Figure 10.11 also shows how the resistance of the metal changes if it is slightly impure. The resistance of an impure metal is greater than that of the pure metal and follows the same gradual upward slope. The resistance of a metal changes in this gradual way over a wide range of temperatures–from close to absolute zero up to its melting point, which may be over ${2000^ \circ }\,C$.
This suggests there are two factors that affect the resistance of a metal:  
- the temperature
- the presence of impurities.
Figure 10.12 shows a simple model that explains what happens in a metal when electrons flow through it.
In a metal, a current is due to the movement of free electrons. At low temperatures, they can move easily past the positive ions (Figure 10.12a). However, as the temperature is raised, the ions vibrate with larger amplitudes. The electrons collide more frequently with the vibrating ions, and this decreases their mean drift velocity. They lose energy to the vibrating ions (Figure 10.12b).
If the metal contains impurities, some of the atoms will be of different sizes (Figure 10.12c).
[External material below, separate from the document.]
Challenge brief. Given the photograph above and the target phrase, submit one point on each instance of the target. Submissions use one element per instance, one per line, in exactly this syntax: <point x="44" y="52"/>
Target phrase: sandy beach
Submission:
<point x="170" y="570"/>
Again, this disrupts the free flow of electrons. In colliding with impurity atoms, the electrons lose energy to the vibrating atoms.
You can see that electrons tend to lose energy when they collide with vibrating ions or impurity atoms.
They give up energy to the metal, so it gets hotter. The resistance of the metal increases with the temperature of the wire because of the decrease in the mean drift velocity of the electrons.

Figure 10.12: A model of the origins of resistance in a metal. a: At low temperatures, electrons flow relatively freely. b: At higher temperatures, the electrons are obstructed by the vibrating ions and they make very frequent collisions with the ions. c: Impurity atoms can also obstruct the free flow of electrons.

Conduction in semiconductors is different. At low temperatures, there are few delocalised, or free, electrons. For conduction to occur, electrons must have sufficient energy to free themselves from the atom they are bound to. As the temperature increases, a few electrons gain enough energy to break free of their atoms to become conduction electrons. The number of conduction electrons thus increases and so the material becomes a better conductor. At the same time, there are more electron–ion collisions, but this effect is small compared with the increase in the number of conduction electrons.